Anyone that has read my columns over the last year knows that I have been a huge bull on the domestic energy boom. I have written countless articles on the E&P concerns, MLPs and oil service firms that are positioned to prosper as the country marches its way to energy independence. Even with the massive increase in oil & gas production in the United States over the past six years, I still think we are in the early innings of this multi-decade build out.
Some of my favorite and most rewarding plays around this explosion in domestic energy production are some of the smaller E&P concerns that are leading the shale revolution. Today we revisit some of my favorite small cap plays in the Bakken which is rapidly becoming the number one producing energy region in the country.
It seems appropriate we open with Triangle Petroleum (NYSEMKT:TPLM) as it just reported earnings this morning. The company met revenue expectations and easily beat on the bottom line. The company posted earnings of 19 cents a share besting expectations of 15 cents a share.
Back in June when the shares were selling at $5.40 a share, I postulated that the shares could double within the next two years. This may prove to be too conservative given we are halfway to that prediction already. In the article I stated the company's oil services subsidiary RockPile Energy Services was an underappreciated growth driver. In the just completed quarter, consolidated revenues at RockPile grew better than 600% Y/Y to $15.8mm.
The company is on track to achieve more than 250% revenue growth this fiscal year and analysts have almost 60% growth pegged for the next fiscal year. Given this, the stock is too cheap at less than 8x forward earnings even after its huge recent run.
Emerald Oil (NYSEMKT:EOX) is another Bakken producer that has done well since I highlighted it in June. It has risen more than 10% since its last profile but its best days still lie ahead. The company just sold its non-operated acreage in the Bakken for $113mm and upped its 2013 exit rate production guidance on its operated wells.
The proceeds from this sale will be allocated to bringing more production online from the company's operating acreage which is the core reason the 2013 production exit rate was taken up 20% for Emerald's operated wells.
The company has a very solid balance sheet bolstered even more by this sale.

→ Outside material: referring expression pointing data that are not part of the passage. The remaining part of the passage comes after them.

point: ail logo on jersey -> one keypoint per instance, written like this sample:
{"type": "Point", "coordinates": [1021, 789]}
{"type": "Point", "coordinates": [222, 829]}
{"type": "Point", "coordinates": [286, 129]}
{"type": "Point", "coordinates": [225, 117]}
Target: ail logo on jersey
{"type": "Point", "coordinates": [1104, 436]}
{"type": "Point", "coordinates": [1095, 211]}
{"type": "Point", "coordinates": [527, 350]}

The company should turn a profit of better than 30 cents a share in FY2014 after losses this year driven by ~doubling its production on operated acreage in 2014. The median price target on the stock by the seven analysts that cover the stock is $10 a share, more than 40% above its current price.
Abraxas Petroleum (NASDAQ:AXAS) is a small (~$230mm market capitalization) with its key acreage in both the Bakken and Eagle Ford shale regions. The stock is up some ~20% since I wrote about it in July, but still has further upside.
Like Emerald it recently sold non-operated assets and raised production guidance in August. A good portion of this production guidance upward revision was driven by solid results from new operated wells in the Bakken. Consensus earnings estimates for both FY2013 & FY2014 have moved substantially higher since the article ran in July.
Revenue growth is tracking towards a 40% increase this fiscal and analysts believe sales will increase some ~35% in FY2014. Insiders have bought over $150k in new shares over the last two months and the stock is too cheap at less than 9x forward earnings.
Disclosure: I am long AXAS, EOX, TPLM. I wrote this article myself, and it expresses my own opinions. I am not receiving compensation for it (other than from Seeking Alpha). I have no business relationship with any company whose stock is mentioned in this article.